Il s’agit de jeunes utilisateurs, souvent âgés de 17 à 25 ans, qui ont transformé la revente de vêtements en activité économique. Ils achètent en masse, optimisent leurs annonces, et génèrent des chiffres d’affaires mensuels pouvant dépasser les 10.000 euros.
Est-il légal de gagner autant d’argent sur Vinted ?
Oui, à condition de déclarer ses revenus. Dès qu’un utilisateur dépasse un certain seuil de ventes ou de chiffre d’affaires, il peut être considéré comme un vendeur professionnel, soumis aux règles fiscales. La directive européenne DAC7 oblige désormais les plateformes à transmettre ces données aux administrations fiscales.
La seconde main est-elle encore éthique avec ces pratiques ?

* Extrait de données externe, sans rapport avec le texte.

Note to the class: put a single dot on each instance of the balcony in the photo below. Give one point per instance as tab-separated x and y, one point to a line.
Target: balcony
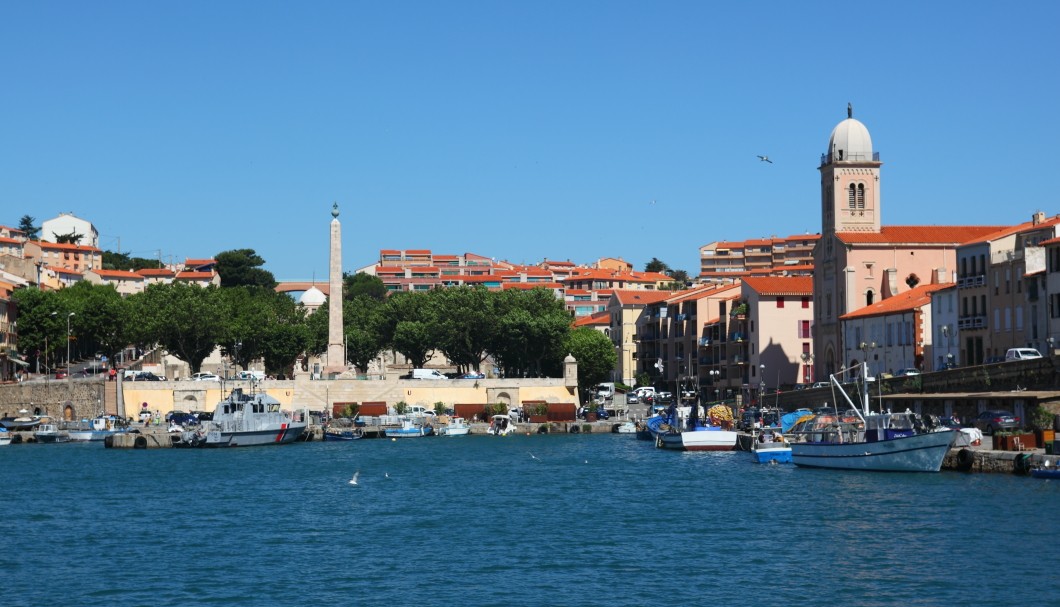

C’est une question débattue. Si l’achat-revente réduit le gaspillage textile, l’exploitation de stocks caritatifs ou l’importation en gros nuit à l’esprit initial de solidarité. Le risque est de transformer une économie circulaire en une nouvelle forme de commerce spéculatif.
Peut-on vivre de Vinted ?
Oui, plusieurs témoignages le prouvent. Mais cela demande une discipline, une stratégie, et une gestion rigoureuse. Ce n’est pas un « cash facile », mais un business à part entière, avec ses risques, ses charges, et ses obligations.
Vinted favorise-t-elle les vendeurs professionnels ?
La plateforme a mis en place un statut de vendeur professionnel pour accompagner ces utilisateurs dans leurs démarches fiscales. Elle ne les interdit pas, mais elle cherche à mieux les encadrer, notamment pour garantir la transparence vis-à-vis des acheteurs.